Supe de Chu Estrada (no Chuy: Chu), poeta municipal. Gustaba de hacer poemas dedicados a los lugares de Chihuahua que recorría en su trabajo. He aquí estos versos sobre San Isidro:
Sus mujeres de flores son manojo:
ahí está Quica Saláiz y las señoritas Rojo.
Los hombres son honrados ciudadanos;
no tienen tacha ninguna;
pero en las noches sin luna
salen a robar marranos.
O esta otra tirada lírica en honor de Calera:
Es un gran cerro de cal.
La mina huele a bacín, y las casas a corral.
La juventud calerense se la pasa en el congal.
Ahí tenéis la efigie verdadera
del mineral de Calera.
Don Jesús Emmanuel, a quien la gente llamaba don Chúmale, era un astuto vendedor de coches. Llegó a verlo un individuo tracalero y mala paga, y le dijo que quería una camioneta.
–Acaba de llegar ésta –le mostró don Chúmale–. Cuesta 21 mil pesos.
–¿Me la puede dar con facilidades? –preguntó el tramposo.

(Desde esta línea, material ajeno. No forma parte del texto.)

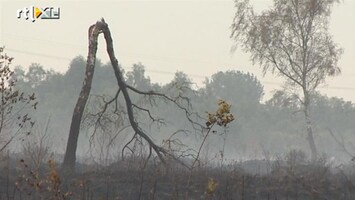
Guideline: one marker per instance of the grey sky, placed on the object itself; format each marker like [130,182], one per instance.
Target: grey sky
[166,36]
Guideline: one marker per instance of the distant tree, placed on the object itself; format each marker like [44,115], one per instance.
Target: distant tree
[123,88]
[36,74]
[14,105]
[236,87]
[136,78]
[291,40]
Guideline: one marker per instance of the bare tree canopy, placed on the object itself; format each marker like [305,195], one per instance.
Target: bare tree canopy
[290,40]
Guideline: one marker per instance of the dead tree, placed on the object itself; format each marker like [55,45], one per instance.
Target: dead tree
[70,154]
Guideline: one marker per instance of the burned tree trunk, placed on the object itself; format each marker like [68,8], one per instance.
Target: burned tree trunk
[70,153]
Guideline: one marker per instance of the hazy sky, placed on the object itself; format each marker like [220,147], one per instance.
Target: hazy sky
[166,36]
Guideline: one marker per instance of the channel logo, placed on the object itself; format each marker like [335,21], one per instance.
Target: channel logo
[33,13]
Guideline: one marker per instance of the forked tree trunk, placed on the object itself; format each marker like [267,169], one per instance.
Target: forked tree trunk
[70,154]
[68,165]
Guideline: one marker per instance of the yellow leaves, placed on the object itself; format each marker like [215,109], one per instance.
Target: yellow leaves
[222,116]
[211,187]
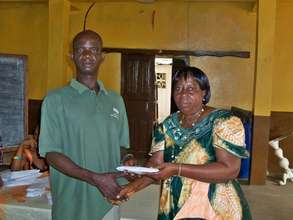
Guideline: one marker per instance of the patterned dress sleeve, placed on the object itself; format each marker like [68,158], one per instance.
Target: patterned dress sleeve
[158,141]
[229,134]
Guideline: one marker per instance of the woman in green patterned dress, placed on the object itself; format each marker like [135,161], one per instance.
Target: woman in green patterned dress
[198,151]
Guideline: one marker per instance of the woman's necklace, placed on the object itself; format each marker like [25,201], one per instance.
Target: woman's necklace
[196,116]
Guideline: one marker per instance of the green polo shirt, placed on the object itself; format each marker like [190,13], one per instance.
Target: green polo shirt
[89,129]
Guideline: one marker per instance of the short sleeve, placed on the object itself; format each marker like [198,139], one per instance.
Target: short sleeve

–Cómo no –aceptó don Chúmale–. Te la dejo en 20 mil quinientos pesos. Me das los 20 mil de enganche, y el resto me lo pagas a’i como vayas pudiendo.
Don César Estrada, otro comerciante que –él sí– cometía el funesto error de vender fiado. Un día se encontró en la calle a uno de sus muchos deudores morosos. El hombre, que no pudo ya evitar el encuentro, fue hacia él con los brazos abiertos y le dijo con fingido acento de cordialidad:
–¡Qué gusto verlo don César! ¡Déjeme darle un abrazo!
–Mejor dame un abono, cabrón –le respondió mohíno el comerciante.
Y, finalmente, don Urbano Zea, a quien su esposa reprendió porque lo vio platicando en la plaza con ciertas damas de la localidad.
–Pero, mujer –se defendió–. No veo el daño.
–¡Cómo no! –rebufó la señora–. ¡Las tres son unas putas!
–¡Mira! –se alegró don Urbano–. ¡Yo las creía decentes! ¡Qué buen norte me has dado!
En todas partes florece el genio popular. Lo encuentro a cada paso, y me deleito con él, y de él aprendo. No me canso de darle gracias a Diosito bueno, que me dio este oficio de vagamundo que tantas cosas lindas me permite ver, y tantas lindas cosas me permite oír.